Using Hadoop for Big Data Workloads
It is becoming imperative for enterprises to decrease cost of software, hardware, storage and administration time associated with growing amounts of data. With the capability to store more data at a fraction of the cost, solutions like Hadoop have become quite popular for big data workloads.
Why Offload CPU and I/O from Hadoop
Hadoop has its own set of challenges, and here are a few reasons why you might consider offloading CPU and I/O from Hadoop –
- Increased I/O load on Hadoop – When data is written into HDFS, each data block is by default replicated 3 times. This is so the cluster can sustain the loss of a disk, or even a server, and the data is not lost forever. The cost of this redundancy is that it requires 3 times more storage capacity, and that distributing data across the servers can create I/O bottlenecks. Additionally, MapReduce jobs generate ‘shuffle traffic’ when data is moved between Hadoop servers, creating more I/O problems. Add to it a heavy I/O app and you have a system that is slowly stalling.
- Low memory for high-performing jobs – In order to optimize the performance of the jobs, data must be stored in main memory. You must also allocate enough heap memory for your job executors or else the JVM Garbage Collector can become resource-hungry.
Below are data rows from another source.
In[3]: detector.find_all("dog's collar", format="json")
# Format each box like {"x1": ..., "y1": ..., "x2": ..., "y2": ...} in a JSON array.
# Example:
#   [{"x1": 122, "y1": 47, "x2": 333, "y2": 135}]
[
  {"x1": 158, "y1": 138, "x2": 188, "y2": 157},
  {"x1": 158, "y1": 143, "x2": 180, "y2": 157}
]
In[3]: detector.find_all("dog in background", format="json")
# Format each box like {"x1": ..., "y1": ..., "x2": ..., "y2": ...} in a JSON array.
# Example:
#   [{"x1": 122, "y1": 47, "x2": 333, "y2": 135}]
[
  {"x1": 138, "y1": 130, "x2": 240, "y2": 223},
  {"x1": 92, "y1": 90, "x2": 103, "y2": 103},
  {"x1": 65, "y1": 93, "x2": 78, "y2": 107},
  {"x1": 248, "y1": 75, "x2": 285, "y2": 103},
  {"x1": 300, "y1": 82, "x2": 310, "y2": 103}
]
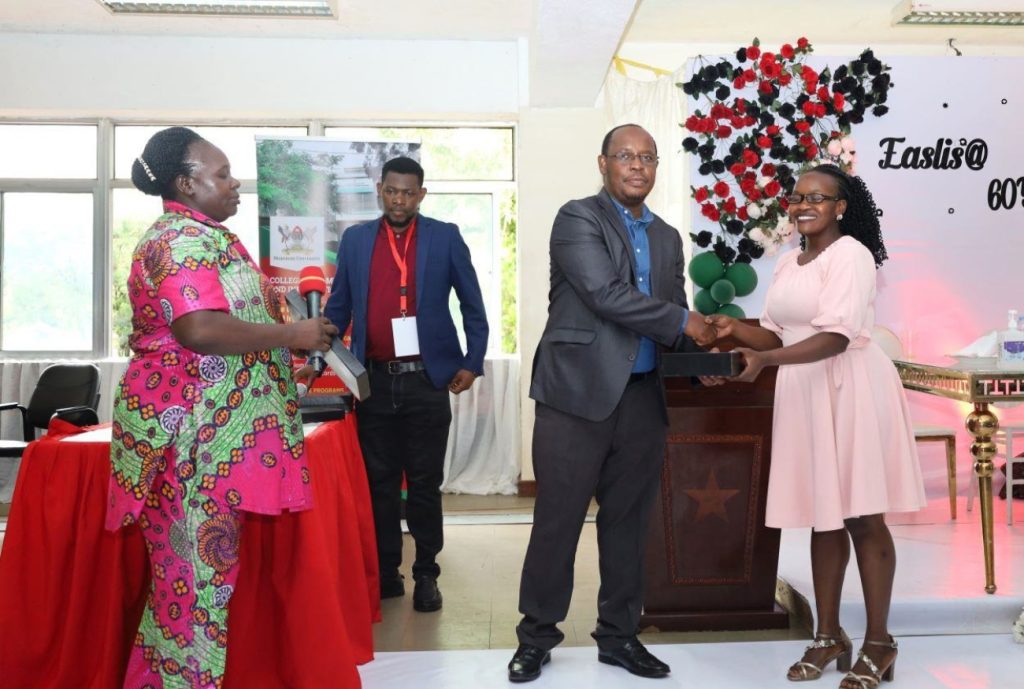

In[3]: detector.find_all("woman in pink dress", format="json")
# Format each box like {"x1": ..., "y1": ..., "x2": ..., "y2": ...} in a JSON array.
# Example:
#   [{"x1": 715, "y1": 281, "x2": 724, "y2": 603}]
[
  {"x1": 108, "y1": 127, "x2": 338, "y2": 689},
  {"x1": 708, "y1": 164, "x2": 926, "y2": 689}
]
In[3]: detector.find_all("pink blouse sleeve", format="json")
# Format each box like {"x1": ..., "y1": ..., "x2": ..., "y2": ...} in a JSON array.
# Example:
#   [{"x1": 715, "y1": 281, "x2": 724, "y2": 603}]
[
  {"x1": 146, "y1": 227, "x2": 231, "y2": 321},
  {"x1": 809, "y1": 239, "x2": 875, "y2": 347}
]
Additionally, running CPU intensive tasks such as workloads reading from parquet file format can peak CPU utilization. To solve for this, jobs may need to be serialized, or broken down into sub tasks that can operate on smaller chunks of data that can fit in memory. The net result is lower workload throughput.
How Alluxio can help
Alluxio is not a replacement for HDFS. Instead, it is a new abstraction layer between compute and distributed/cloud storage systems including HDFS providing a unified file system namespace. In this case, you can run a separate compute cluster either in the public cloud or in another datacenter to offload the additional CPU and the read-intensive I/O operations. This offloading will free up more resources in the Hadoop cluster. With Alluxio, you also get workload acceleration — hot data is cached in memory, which greatly accelerates the performance of MapReduce jobs that are accessing this data. In addition, Alluxio delivers predictable performance, allowing the system to guarantee a certain quality of service.
If you’re a MapR user, Alluxio also makes it easy to offload your MapR/HDFS compute to any object store, cloud or on-prem, and run all of your existing job as-is on Alluxio + the object store of your choosing.